Wednesday, October 27, 2010


Free speech and phone calls

Earlier this afternoon, I got a phone call on the house phone, and let it go to the answering machine (I use Google Voice and Skype while I’m working). The machine’s in another room, but I had no trouble hearing the message clearly, for as long as I was willing to listen before I went in to kill it.

The message was of someone SHOUTING, shouting about politics. Shouting about my congressguitarist, and why I shouldn’t vote for him.[1] He did this, he didn’t do that, he eats babies raw, and whatnot.

Shouting, did I say shouting? And, of course, it was a recorded message, the better to save the shouter’s voice for the next round.

This was probably the most egregious violation of my privacy I’ve ever encountered in a phone call that’s protected by the U.S. Supreme Court.

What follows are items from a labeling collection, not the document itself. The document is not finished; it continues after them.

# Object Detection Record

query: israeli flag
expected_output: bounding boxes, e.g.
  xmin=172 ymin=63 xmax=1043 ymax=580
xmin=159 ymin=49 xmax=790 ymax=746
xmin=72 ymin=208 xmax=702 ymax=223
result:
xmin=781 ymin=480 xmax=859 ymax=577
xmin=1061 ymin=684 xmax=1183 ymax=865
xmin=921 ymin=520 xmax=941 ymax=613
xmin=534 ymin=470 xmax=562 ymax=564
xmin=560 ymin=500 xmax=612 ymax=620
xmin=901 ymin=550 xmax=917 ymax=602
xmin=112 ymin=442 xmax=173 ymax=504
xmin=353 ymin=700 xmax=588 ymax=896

We have a do not call list in the U.S., federally mandated and implemented by the Federal Communications Commission. When Congress set that up, it came with a great deal of controversy about free speech rights, and how it would interfere with free speech. And, so, there are a few (or several, depending upon how you reckon those terms) categories of calls that are exempt, and may be made to anyone, even if her number be on the list:

  1. Calls from organizations with which you have established a business relationship.
  2. Calls for which you have given prior written permission.
  3. Calls which are not commercial or do not include unsolicited advertisements.
  4. Calls by or on behalf of tax-exempt non-profit organizations.

The first two categories come with mechanisms to remove yourself from the organizations’ call lists, and to revoke any permission you’ve given. But those last two categories, put there with free speech in mind, cover religious and political organizations, and such organizations can call you whenever they like, with no requirement that they allow you to opt out.

And, of course, during these last weeks before our elections, as you might imagine, the calls come, as we say, fast and furious. This one was particularly furious.

The battle is long lost, as the Supreme Court has repeatedly set free-speech boundaries well beyond where even I would set them, but this one is a complete mystery to me. I don’t agree that spending money should be equated to speech. I don’t agree that corporations should be given free-speech rights comparable to those of individuals.

But I really don’t see how anyone’s free-speech rights should allow them access to my home. I can’t accept that your right to speak freely includes any right to invade my privacy in order to do it.

I’m sympathetic to the concern over setting up situations where an organization blocks calls without your understanding what they’re blocking. But this isn’t that. I am putting my own numbers on the do-not-call list, and it is my choice not to receive calls from political or religious organizations. I should have that right, and no one should be allowed to force his way, or his electrons, into my home.

[1] Sorry, but I already have: as I noted the other day, I voted last week with an absentee ballot.